When she saw the photographer again this week it would be all business. She longed to see him anyway.
Sharon changed the water in the sole remaining centerpiece (she had given the rest to the cousins and her husband’s colleagues). The leaves flushed with new green.
But, oh, dear, the minutes spent counting compliments had gotten away from her, made her tardy. She shouldered her gym bag and trotted to Pilates, where her instructor said, “you’re drifting, Sharon,” as her legs hovered in the air. Afterwards, at the coffee shop on Lexington, she abandoned her skim-milk latte with a shot of sugar-free vanilla and splurged on a full-fat drink.

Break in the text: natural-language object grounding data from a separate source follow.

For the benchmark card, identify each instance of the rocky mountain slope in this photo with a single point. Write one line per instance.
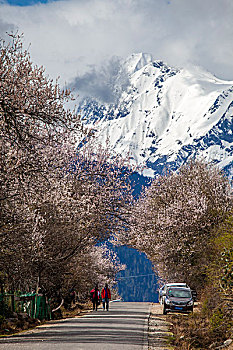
(165, 115)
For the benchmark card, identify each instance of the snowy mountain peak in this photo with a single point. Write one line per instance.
(137, 61)
(165, 116)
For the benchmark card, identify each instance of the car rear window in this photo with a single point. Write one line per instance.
(179, 293)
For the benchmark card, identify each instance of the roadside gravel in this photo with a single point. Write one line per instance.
(158, 329)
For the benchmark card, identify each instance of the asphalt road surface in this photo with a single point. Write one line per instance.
(124, 327)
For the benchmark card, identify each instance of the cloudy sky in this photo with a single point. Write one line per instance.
(75, 39)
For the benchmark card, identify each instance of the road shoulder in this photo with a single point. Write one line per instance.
(158, 329)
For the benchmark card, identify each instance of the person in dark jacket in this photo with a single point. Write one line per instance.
(95, 297)
(106, 296)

Richness, heaviness, she needed it.
After her shower, she sat on the burnished wood floor of her dressing room—a tiny space between bathroom and bedroom, but such a luxury in New York—and rubbed acetone on her toenails to erase her peeling pedicure. The room, lined with mirrors, amplified Sharon’s deflated posture, the slump of her shoulders.
On Sunday, while Cameron slept in she and Bernie had made love with born-again abandon. He had said, “Well, that was fucking fantastic,” and she had said, “mmm… do you think there were enough canapés?”
“I didn’t marry you for your canapés,” growled Bernie. Too bad she had killed the vibe, but her mind lingered on the bar-mitzvah. Besides, better that Bernie didn’t know: in that frenzied moment as Bernie lunged for her in their four-poster bed, making her giggle, and even as he pinned her down with his weight she, pathetic to the core, had closed her eyes and pictured the photographer, his curls falling down across his face, his young hips pulsing against her not quite over-the-hill pelvis.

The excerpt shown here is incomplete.